Re: [PATCH v5 01/12] spinlock: A new lockref structure for locklessupdate of refcount

From: Waiman Long
Date: Mon Jul 08 2013 - 10:21:48 EST


On 07/05/2013 02:59 PM, Thomas Gleixner wrote:
On Fri, 5 Jul 2013, Waiman Long wrote:
+ * If the spinlock& reference count optimization feature is disabled,
+ * the spinlock and reference count are accessed separately on its own.
+ */
+struct lockref {
+ unsigned int refcnt; /* Reference count */
+ spinlock_t lock;
+};
+
+/*
+ * Struct lockref helper functions
+ */
+/*
Function documentation starts with /**

I will fix that.

+ * lockref_get - increments reference count while not locked
This should be: Increments reference count unconditionally.

Will change that.

+ * @lockcnt: pointer to lockref structure
+ */
+static __always_inline void
+lockref_get(struct lockref *lockcnt)
Please avoid these line breaks if the line fits in 80 chars.

Will make the change.

+{
+ spin_lock(&lockcnt->lock);
+ lockcnt->refcnt++;
+ spin_unlock(&lockcnt->lock);
+}
+/*
+ * lockref_put_or_locked - decrements count unless count<= 1 before decrement
+ * otherwise the lock will be taken
lockref_put_or_lock please

Docbook cannot work with multiline comments for the function name.

So make that shorter and add a longer explanation below the @argument
docs.

Will fix that.

+ * @lockcnt: pointer to lockref structure
+ * Return: 1 if count updated successfully or 0 if count<= 1 and lock taken
+ */
+static __always_inline int
+lockref_put_or_locked(struct lockref *lockcnt)
+{
+ spin_lock(&lockcnt->lock);
+ if (likely(lockcnt->refcnt> 1)) {
+ lockcnt->refcnt--;
+ spin_unlock(&lockcnt->lock);
+ return 1;
+ }
+ return 0; /* Count is 1& lock taken */
Please no tail comments.
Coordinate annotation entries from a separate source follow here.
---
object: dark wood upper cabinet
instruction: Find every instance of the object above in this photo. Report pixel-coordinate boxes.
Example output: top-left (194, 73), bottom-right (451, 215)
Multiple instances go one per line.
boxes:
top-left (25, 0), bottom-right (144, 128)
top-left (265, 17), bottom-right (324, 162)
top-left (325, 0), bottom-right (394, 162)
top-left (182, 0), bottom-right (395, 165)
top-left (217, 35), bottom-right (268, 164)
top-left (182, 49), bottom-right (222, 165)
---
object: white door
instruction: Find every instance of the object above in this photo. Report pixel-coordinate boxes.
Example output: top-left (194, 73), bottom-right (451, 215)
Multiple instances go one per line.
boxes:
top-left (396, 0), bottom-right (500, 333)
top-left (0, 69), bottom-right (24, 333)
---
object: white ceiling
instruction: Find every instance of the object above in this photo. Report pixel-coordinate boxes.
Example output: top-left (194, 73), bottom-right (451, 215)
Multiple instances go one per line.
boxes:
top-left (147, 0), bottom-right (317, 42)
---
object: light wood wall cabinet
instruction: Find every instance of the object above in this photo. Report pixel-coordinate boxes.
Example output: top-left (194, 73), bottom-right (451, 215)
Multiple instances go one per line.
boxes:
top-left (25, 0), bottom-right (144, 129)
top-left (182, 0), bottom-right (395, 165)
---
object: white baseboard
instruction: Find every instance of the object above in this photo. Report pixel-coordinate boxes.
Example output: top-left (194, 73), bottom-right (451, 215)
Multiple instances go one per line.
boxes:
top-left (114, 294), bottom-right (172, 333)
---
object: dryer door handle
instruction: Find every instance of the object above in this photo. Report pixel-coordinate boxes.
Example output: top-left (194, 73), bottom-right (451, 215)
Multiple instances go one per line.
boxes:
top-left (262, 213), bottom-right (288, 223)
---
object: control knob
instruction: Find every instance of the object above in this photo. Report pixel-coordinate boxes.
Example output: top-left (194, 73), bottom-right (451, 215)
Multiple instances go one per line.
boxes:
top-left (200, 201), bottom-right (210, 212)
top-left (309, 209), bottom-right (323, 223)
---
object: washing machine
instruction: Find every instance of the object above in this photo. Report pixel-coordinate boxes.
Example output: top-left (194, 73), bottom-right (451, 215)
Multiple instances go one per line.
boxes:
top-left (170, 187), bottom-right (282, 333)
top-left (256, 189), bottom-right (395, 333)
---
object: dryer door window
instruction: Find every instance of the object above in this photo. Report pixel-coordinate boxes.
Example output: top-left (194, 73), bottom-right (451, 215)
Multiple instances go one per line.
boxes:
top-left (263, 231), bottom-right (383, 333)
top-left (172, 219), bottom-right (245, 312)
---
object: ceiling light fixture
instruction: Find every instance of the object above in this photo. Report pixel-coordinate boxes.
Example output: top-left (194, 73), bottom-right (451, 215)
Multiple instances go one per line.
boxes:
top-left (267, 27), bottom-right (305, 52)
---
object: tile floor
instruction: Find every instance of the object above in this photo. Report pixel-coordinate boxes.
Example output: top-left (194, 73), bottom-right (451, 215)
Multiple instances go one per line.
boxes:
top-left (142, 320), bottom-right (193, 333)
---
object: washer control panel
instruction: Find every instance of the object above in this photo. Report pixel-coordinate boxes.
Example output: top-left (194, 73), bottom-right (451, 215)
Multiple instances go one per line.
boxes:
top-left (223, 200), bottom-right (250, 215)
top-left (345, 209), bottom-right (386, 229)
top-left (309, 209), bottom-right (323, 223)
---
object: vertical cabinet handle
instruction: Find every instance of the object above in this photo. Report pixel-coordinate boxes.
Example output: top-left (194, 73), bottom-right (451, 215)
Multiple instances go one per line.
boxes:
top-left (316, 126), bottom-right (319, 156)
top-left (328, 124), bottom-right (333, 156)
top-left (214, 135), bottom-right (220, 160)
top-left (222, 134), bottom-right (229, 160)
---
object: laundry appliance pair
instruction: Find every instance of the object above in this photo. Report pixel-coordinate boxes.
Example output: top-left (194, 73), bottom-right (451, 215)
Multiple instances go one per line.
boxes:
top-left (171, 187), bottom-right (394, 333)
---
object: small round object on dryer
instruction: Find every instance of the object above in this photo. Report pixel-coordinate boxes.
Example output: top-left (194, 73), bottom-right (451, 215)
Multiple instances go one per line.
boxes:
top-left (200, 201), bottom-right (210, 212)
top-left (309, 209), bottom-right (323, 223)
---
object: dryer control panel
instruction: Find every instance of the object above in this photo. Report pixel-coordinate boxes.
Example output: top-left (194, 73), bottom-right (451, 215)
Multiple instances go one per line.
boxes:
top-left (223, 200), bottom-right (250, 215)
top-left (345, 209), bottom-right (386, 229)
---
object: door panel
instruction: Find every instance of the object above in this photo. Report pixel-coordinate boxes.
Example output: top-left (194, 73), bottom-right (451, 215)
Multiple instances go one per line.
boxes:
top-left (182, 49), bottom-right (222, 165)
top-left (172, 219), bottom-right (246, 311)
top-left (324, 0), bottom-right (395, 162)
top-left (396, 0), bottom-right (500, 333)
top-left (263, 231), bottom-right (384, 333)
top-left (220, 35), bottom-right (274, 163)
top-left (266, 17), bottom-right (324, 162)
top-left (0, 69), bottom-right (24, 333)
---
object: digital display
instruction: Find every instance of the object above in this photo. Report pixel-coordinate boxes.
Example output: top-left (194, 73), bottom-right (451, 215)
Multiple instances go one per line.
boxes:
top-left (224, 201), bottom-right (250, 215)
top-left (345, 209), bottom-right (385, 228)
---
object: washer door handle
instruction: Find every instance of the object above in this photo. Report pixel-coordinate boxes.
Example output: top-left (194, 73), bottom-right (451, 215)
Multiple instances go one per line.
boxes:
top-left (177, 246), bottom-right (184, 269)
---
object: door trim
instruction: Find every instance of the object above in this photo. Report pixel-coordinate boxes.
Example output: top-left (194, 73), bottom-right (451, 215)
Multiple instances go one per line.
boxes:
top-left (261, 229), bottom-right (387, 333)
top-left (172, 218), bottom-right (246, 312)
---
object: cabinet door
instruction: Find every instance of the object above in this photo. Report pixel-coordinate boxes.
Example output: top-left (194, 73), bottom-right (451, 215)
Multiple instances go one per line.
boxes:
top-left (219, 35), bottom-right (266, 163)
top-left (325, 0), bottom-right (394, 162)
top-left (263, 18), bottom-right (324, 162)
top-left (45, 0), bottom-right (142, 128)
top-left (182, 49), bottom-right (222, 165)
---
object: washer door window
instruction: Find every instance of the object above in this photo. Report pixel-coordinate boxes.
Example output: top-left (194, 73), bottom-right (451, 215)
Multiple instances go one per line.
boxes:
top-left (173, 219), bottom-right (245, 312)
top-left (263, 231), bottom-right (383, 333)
They are horrible to parse and it's obvious
from the code.

Will remove the tail comments.

+}
+
+#endif /* CONFIG_SPINLOCK_REFCOUNT */
+#endif /* __LINUX_SPINLOCK_REFCOUNT_H */
diff --git a/kernel/Kconfig.locks b/kernel/Kconfig.locks
index 44511d1..d1f8670 100644
--- a/kernel/Kconfig.locks
+++ b/kernel/Kconfig.locks
@@ -223,3 +223,8 @@ endif
config MUTEX_SPIN_ON_OWNER
def_bool y
depends on SMP&& !DEBUG_MUTEXES
+
+config SPINLOCK_REFCOUNT
+ def_bool y
+ depends on ARCH_SPINLOCK_REFCOUNT&& SMP
This looks wrong. We want three options:

1) Always take the lock
2) Use the generic implementation
3) Use an architecture specific implementation

So we want

config GENERIC_SPINLOCK_REFCOUNT
bool

config ARCH_SPINLOCK_REFCOUNT
bool

config SPINLOCK_REFCOUNT
def_bool y
depends on GENERIC_SPINLOCK_REFCOUNT || ARCH_SPINLOCK_REFCOUNT
depends on .....

So an architectire can select GENERIC_SPINLOCK_REFCOUNT to get the
generic implementation or ARCH_SPINLOCK_REFCOUNT if it provides its
own special version.

And lib/spinlock_refcount.o depends on GENERIC_SPINLOCK_REFCOUNT

I think it is OK to add the GENERIC option, but I would like to make available a slightly different set of options:
1) Always take the lock
2) Use the generic implementation with the default parameters
3) Use the generic implementation with a customized set of parameters
4) Use an architecture specific implementation.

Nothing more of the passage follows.